On Sun, 12 Jan 2020, Sven Schreiber wrote:

Am 12.01.2020 um 09:53 schrieb Ioannis Venetis:

( Windows 10 Home
Intel(R) Core(TM) i7-8565U CPU @ 1.80GHz 1.99 GHz
Installed memory(RAM) 16.0GB)
with 2020a-git build date 2020-01-11

There were two snapshots with that date I believe. I'm using the one
from "right now" (half an hour ago or so).

The problem does not go away, ratios stay the same.

I did some testing on Windows 10 today, and I saw the same: eigen() a lot faster than eigensym(), with the update to openblas 0.3.7 not making an appreciable difference.

I also found: (a) disabling the symmetry test in eigensym made essentially no difference; (b) restricting the number of OMP threads to the number of real cores didn't change the ordering; and (c) running the script via gretlcli rather than the GUI didn't make a difference (it shouldn't, of course, but just checking).
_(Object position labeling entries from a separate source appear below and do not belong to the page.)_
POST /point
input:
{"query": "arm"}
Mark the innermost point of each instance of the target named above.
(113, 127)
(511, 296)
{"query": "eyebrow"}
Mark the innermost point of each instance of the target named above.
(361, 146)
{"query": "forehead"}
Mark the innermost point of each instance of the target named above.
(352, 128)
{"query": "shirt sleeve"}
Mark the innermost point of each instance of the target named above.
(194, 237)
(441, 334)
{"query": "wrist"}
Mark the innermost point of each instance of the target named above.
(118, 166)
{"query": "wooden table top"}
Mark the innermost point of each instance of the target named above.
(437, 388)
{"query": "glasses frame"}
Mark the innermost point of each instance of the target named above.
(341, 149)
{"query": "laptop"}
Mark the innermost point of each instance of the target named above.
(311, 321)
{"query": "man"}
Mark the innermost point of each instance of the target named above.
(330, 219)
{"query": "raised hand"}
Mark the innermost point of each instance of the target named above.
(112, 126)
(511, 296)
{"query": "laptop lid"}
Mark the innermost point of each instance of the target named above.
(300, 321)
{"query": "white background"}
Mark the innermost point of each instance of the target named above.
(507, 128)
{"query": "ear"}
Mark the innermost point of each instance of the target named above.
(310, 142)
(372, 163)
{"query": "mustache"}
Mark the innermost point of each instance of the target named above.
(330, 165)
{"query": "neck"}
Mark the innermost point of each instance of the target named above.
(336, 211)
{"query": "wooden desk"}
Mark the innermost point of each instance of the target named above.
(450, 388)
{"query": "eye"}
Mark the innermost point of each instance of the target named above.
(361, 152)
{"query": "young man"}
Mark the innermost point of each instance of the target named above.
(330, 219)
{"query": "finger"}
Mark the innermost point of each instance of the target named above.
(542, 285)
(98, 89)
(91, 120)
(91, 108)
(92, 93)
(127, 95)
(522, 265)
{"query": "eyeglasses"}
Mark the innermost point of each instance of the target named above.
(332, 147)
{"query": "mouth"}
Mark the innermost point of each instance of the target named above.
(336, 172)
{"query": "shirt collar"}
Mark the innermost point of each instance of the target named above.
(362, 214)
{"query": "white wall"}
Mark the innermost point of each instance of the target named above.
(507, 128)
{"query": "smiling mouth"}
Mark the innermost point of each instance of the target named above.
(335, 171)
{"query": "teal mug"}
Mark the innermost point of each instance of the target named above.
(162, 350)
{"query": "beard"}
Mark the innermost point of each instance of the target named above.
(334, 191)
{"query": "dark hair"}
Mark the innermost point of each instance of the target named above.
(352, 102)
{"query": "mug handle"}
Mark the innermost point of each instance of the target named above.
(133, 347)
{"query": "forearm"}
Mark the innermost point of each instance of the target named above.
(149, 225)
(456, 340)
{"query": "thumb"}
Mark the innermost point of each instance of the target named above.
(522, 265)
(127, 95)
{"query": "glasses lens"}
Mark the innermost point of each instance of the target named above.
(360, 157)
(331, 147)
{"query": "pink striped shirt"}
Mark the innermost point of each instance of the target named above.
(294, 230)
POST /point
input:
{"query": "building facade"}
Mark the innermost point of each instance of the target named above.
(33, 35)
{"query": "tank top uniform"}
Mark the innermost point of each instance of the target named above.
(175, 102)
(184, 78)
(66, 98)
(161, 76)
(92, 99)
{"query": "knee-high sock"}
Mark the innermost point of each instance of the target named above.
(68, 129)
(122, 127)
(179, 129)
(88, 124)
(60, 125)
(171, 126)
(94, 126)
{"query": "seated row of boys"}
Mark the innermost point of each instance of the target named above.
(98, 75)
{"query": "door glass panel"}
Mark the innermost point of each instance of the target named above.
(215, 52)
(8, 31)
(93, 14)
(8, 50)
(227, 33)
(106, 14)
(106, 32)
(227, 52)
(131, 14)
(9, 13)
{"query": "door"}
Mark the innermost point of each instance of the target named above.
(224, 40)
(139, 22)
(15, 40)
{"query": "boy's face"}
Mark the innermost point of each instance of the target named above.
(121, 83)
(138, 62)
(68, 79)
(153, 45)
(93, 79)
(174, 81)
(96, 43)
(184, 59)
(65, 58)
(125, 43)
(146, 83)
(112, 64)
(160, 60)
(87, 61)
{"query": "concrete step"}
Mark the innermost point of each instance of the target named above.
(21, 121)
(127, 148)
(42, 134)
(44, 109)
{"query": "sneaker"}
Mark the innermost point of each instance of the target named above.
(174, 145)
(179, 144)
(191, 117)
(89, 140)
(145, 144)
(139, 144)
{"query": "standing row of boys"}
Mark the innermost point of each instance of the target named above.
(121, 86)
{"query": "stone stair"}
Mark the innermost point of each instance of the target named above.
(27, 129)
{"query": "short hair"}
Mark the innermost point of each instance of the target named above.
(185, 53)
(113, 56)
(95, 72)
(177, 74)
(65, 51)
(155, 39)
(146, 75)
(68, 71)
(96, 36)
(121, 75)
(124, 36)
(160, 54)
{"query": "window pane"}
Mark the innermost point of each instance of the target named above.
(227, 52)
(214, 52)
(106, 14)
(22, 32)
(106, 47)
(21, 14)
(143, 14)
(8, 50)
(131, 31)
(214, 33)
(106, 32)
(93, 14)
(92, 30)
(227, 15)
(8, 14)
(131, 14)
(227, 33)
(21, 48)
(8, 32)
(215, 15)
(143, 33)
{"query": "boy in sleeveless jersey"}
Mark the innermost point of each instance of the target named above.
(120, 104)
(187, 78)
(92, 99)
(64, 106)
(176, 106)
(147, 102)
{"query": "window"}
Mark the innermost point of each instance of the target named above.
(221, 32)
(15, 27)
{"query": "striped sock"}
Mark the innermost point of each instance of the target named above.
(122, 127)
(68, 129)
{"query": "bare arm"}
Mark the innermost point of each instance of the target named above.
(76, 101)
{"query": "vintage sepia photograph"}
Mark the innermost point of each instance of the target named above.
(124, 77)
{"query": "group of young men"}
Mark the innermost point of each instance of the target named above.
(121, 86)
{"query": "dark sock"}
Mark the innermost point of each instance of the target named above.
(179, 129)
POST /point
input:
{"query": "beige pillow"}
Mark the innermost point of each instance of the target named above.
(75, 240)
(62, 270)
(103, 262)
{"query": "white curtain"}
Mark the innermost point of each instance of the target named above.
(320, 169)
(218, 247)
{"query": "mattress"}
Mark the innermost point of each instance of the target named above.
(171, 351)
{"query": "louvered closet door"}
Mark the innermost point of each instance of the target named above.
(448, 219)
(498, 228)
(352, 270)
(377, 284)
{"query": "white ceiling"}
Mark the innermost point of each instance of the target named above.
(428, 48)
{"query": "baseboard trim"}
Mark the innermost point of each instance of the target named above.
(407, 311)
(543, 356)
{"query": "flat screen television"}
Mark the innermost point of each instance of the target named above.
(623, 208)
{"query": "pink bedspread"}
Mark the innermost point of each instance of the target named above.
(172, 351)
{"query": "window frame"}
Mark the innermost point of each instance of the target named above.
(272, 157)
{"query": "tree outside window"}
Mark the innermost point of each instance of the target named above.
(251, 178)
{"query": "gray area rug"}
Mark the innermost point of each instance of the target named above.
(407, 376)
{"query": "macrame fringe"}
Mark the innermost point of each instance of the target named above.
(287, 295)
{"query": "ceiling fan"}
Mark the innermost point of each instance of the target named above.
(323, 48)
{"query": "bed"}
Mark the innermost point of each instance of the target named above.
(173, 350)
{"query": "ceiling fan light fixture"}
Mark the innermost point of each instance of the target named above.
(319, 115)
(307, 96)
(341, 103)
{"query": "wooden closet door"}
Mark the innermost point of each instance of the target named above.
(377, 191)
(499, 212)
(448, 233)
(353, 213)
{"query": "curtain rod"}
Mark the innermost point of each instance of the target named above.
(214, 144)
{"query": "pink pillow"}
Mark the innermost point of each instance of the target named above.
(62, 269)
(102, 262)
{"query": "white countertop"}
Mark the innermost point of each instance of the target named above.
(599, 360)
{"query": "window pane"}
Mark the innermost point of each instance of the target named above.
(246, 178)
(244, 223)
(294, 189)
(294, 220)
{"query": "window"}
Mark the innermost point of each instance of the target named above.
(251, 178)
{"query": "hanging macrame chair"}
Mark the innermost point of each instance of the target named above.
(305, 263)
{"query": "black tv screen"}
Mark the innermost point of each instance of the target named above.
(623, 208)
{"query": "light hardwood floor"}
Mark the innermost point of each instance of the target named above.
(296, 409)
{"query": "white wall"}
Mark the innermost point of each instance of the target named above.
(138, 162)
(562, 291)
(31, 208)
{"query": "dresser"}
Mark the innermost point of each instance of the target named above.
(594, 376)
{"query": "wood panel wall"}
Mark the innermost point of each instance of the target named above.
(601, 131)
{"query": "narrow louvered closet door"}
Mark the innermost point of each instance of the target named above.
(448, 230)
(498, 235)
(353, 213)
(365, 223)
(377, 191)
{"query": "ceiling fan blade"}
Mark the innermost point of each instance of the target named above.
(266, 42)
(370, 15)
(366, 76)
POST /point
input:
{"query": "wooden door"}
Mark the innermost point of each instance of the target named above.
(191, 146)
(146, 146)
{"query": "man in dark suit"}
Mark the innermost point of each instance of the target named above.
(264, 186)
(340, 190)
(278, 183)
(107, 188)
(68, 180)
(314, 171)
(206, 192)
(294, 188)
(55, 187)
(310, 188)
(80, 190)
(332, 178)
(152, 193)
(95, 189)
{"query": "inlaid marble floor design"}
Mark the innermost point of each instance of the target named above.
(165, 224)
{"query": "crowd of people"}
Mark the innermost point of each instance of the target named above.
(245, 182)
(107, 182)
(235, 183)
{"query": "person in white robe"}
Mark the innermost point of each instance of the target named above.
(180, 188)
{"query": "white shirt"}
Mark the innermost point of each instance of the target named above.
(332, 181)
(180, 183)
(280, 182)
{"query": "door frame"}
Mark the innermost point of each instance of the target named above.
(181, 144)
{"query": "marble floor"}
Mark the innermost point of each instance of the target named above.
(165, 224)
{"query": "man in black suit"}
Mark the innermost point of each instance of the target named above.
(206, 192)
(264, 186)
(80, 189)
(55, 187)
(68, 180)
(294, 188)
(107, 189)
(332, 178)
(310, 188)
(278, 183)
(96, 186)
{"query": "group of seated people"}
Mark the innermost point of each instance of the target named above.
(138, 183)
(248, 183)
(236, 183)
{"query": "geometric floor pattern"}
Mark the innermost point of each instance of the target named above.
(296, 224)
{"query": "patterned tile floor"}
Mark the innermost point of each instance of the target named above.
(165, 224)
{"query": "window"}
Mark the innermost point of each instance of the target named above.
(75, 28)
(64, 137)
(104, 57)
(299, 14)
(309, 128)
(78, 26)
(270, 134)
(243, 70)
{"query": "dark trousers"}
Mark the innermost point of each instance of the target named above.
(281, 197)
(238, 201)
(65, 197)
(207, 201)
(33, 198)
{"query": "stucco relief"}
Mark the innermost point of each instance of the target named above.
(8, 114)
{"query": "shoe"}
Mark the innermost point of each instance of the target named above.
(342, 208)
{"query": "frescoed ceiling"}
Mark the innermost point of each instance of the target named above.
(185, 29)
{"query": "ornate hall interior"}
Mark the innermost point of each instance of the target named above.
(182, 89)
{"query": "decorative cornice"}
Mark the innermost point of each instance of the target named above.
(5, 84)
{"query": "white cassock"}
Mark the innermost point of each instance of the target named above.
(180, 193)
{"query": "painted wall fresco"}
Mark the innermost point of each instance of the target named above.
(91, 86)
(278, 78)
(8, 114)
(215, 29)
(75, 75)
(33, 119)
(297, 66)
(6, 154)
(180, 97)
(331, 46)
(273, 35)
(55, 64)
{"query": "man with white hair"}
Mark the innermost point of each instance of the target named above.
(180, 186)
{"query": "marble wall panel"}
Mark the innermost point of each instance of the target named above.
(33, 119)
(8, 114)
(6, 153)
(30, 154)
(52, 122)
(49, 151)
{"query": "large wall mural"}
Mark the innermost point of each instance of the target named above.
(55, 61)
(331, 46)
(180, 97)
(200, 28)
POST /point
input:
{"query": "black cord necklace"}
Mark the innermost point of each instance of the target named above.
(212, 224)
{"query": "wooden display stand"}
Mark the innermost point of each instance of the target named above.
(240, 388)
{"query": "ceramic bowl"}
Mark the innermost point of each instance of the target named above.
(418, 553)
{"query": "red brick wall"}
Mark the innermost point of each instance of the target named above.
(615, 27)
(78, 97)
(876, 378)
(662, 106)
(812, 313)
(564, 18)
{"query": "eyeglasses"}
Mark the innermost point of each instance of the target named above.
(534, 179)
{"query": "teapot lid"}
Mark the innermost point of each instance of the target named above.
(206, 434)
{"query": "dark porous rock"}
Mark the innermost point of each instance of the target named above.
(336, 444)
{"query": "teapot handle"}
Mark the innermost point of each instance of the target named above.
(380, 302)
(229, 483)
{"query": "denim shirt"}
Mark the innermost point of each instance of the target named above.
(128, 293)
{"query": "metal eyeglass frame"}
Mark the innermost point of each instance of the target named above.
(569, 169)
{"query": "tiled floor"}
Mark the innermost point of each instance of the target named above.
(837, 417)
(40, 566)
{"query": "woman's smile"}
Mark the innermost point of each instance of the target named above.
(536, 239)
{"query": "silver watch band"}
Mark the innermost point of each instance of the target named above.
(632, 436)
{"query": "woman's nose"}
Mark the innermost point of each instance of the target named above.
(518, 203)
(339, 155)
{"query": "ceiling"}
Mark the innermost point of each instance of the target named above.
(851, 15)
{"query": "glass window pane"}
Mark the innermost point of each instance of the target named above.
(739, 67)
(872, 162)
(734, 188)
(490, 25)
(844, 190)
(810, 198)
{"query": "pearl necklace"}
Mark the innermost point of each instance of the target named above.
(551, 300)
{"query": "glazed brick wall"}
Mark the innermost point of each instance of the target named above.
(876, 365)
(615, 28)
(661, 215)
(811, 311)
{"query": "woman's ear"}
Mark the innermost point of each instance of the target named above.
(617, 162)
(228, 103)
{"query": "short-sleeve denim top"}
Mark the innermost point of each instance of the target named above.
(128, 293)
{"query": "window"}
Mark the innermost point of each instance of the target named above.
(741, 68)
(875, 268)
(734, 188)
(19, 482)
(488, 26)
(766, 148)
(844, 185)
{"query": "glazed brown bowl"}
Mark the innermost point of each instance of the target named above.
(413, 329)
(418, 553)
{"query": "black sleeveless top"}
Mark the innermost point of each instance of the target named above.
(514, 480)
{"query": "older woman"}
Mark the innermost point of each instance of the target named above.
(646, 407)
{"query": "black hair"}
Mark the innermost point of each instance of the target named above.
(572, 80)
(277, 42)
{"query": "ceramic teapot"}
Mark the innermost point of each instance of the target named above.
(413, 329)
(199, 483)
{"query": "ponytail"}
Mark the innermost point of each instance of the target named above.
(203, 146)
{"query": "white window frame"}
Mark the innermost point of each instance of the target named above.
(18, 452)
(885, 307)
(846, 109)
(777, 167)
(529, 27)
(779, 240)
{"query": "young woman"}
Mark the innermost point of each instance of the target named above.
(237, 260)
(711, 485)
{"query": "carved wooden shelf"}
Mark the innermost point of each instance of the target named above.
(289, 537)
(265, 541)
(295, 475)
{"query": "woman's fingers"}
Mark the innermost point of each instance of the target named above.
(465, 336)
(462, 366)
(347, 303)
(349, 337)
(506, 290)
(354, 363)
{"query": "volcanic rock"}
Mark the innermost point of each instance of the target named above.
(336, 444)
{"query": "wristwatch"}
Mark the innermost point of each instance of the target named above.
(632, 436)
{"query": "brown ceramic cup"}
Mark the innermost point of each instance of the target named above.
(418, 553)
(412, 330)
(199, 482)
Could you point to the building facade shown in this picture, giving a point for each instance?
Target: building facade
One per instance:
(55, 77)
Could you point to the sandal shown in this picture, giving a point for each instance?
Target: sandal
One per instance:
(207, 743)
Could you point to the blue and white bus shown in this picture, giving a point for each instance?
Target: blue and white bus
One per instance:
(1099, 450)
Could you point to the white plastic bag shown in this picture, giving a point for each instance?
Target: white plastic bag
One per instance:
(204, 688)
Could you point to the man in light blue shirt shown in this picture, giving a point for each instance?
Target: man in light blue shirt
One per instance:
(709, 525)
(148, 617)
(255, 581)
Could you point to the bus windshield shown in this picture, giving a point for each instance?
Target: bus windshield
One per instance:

But... I did find that if you scale up the order of the input you eventually reach a breakeven point then eigensum overtakes. On the haswell laptop I was using the breakeven was around order 80, and by order 90 eigensym was substantially faster (on Windows, just to be clear).

In further testing on Linux/haswell I saw that eigensym was much faster at order 40, but actually it was slower in the "tiny" case (order 4), though nothing like as much as on Windows. I also saw that both dsyev and dgeev appear to do multi-threading.

Pending a proper understanding of what's going on. maybe we should make eigensym() divert to eigen() on Windows for order less than 90 or so.